On Tuesday the city council of Los Angeles voted 14-1 to almost double the minimum wage in the city, from $9 to $15, over the next five years. It’s a decision that will have huge effects on the city, where almost 50 percent of the city’s work force earns less than that amount. Over 800,00 Angelinos could see their salaries go up.
In fighting for the raise, groups like the Economic Roundtable have noted that Los Angeles both has a higher cost of living that Chicago, Dallas, Philadelphia or Seattle; and its median earnings—the midpoint of all salaries—is also far less than those cities.
The Roundtable also notes that 80 percent of low-wage jobs are face to face. The point being, their jobs are not easily cut. (One of the main arguments of the small business community has been that raising the minimum wage means they will have to fire workers.)
The LA Chamber of Commerce, which opposed the bill, thinks many small businesses will be forced to move outside the city limits or close down completely. Said Ruben Gonzales of the Organization to the LA Times, "It's simple math," Gonzalez said. "There is simply not enough room, enough margin in these businesses to absorb a 50-plus percent increase in labor costs over a short period of time."
It's an interesting dilemma—if businesses do close or move, nobody wins. And at the same time, the idea that any business should be allowed to pay less than a living wage is not right, either.
And it's not as though minimum wage earners are now set. Someone working full time at the new minimum would earn $600/week, $30,000 a year before taxes. That’s about $6,600 above the federal poverty level—but again, Los Angeles has a higher cost of living than almost anywhere in the country.
Also, according to a 2014 Pew Research Center study 64 percent of Americans who make the minimum wage receive only part time work to begin with.
Still, there is a way of making this work without small businesses closing or moving or firing employees. Namely, we who live in Los Angeles could agree to pay more for those services.

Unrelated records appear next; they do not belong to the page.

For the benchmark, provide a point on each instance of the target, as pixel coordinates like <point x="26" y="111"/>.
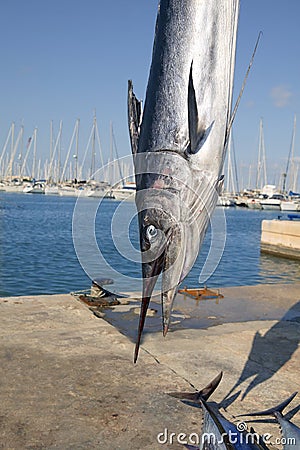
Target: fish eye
<point x="151" y="232"/>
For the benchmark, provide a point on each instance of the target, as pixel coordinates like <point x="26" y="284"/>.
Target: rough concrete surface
<point x="67" y="378"/>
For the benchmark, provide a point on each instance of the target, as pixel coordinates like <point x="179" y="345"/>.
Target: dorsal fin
<point x="134" y="117"/>
<point x="198" y="133"/>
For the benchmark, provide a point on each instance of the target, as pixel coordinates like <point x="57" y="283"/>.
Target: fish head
<point x="162" y="243"/>
<point x="170" y="230"/>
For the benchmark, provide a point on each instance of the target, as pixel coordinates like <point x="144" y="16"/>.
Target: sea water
<point x="52" y="244"/>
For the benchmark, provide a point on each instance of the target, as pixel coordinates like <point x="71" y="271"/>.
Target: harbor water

No business owner in his right mind wants to suggest that, because hey, there's always another Italian restaurant. Every day as consumers, we put value for us far above most things, including the cost of the labor that went into it. Society encourages that way of thinking; it even hides the losers of that game, placing out of view the people who cook our meals, clean our dishes or make these cool products we want, allowing us to isolate our decisions from any sense of consequence.
Where I choose to shop or eat, that doesn't affect anyone. We live, quite happily, in a vacuum. (Which by the way is a fantastic position from which to judge the responsibilities of others. It's the Maui of moral superiority.)
It's great that so many Angelinos are cheering this massive minimum wage increase. It definitely has the potential to help a lot of people. But if we really want that to happen, it's not going to be just because small business owners agree to suck it up. It's not like their profit margins are massive to begin with.
No, at some point we're almost certainly going to have to agree to pay more.
The possibility of that conversion of heart remains to be seen.